Aims NICE Guideline 43 (National Institute for Health and Care Excellence, 2016) challenges adult services to take joint responsibility with children’s services for transition. We wanted to develop local networks to encourage referral of young people with palliative care needs to an adult hospice.

Methods Our referral data 2012–15 showed one transition patient referral, with extrapolation of national figures (Fraser, Miller, Hain et al., 2012) suggesting approximately 15 people (aged 16–19) in the locality with palliative care needs. We contacted local providers of palliative care to children, including children’s community nurses, children’s hospice and transition manager in our clinical commissioning group. We started six-monthly multi-disciplinary team meetings to discuss, with parent/carer consent, all patients aged 14+known to these services who might need adult palliative care, offer joint consultations and encourage referral. We have formal terms of reference for our meetings.

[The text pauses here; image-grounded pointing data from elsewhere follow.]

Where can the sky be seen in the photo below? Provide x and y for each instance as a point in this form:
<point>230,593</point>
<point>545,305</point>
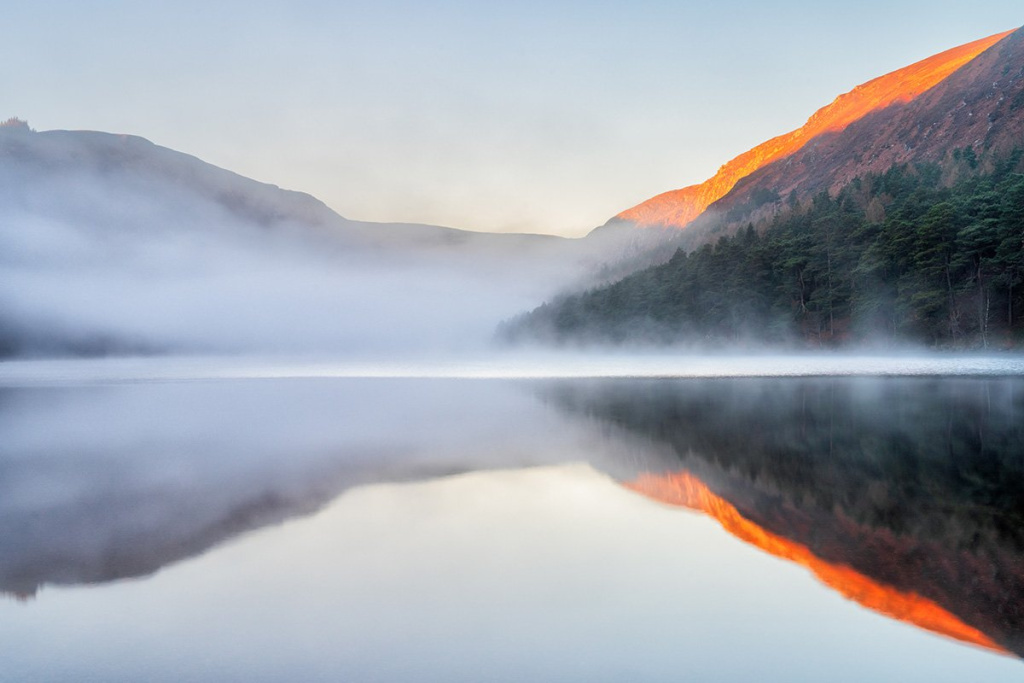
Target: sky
<point>536,117</point>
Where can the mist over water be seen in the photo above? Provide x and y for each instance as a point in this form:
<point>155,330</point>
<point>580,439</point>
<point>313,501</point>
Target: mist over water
<point>265,525</point>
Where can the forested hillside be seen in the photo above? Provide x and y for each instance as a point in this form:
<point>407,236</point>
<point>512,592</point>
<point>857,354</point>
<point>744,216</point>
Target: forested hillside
<point>898,257</point>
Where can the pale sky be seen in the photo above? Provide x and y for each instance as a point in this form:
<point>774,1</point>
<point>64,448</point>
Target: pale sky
<point>539,117</point>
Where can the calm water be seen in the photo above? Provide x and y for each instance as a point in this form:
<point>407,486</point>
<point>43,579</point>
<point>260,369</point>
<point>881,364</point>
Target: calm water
<point>670,520</point>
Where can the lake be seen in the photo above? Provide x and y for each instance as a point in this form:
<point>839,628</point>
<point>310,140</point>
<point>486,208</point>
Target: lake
<point>569,518</point>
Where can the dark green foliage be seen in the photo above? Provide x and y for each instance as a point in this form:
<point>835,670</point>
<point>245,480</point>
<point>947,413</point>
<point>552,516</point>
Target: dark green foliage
<point>894,257</point>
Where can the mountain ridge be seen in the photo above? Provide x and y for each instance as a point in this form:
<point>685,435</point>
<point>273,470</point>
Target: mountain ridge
<point>676,209</point>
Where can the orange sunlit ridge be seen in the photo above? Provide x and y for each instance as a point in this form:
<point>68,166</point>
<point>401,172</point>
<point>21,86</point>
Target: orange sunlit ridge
<point>677,208</point>
<point>685,489</point>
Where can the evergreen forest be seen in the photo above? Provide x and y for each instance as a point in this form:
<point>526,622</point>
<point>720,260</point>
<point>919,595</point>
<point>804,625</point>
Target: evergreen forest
<point>893,258</point>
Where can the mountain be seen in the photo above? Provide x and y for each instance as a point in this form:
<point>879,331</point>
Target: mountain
<point>903,226</point>
<point>111,244</point>
<point>678,208</point>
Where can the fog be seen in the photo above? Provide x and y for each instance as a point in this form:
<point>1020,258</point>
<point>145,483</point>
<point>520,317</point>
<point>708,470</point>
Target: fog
<point>111,246</point>
<point>117,480</point>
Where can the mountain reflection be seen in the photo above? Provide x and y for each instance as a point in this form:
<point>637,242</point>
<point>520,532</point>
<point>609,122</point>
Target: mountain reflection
<point>902,495</point>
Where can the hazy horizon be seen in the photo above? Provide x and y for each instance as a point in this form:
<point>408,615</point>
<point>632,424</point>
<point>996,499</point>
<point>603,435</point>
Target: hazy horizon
<point>534,119</point>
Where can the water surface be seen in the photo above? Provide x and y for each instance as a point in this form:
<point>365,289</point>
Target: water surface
<point>293,524</point>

Results We have had three patients referred to our service in the last year, now supported by our home care team. One attends our day unit. Advance care planning is underway with two patients. Another is waiting for a transplant. Joint home visits are planned with a further two patients. For those who do not want referral yet, we write a standard letter to inform GPs of our service and that we welcome referrals of young adults.

Conclusions With this collaboration, more young people are being referred to our service and receiving continuity of palliative care. More GPs are aware of our transition service. This intervention was straightforward to implement, has had clear benefits to a local transition service, and would be easily replicable elsewhere.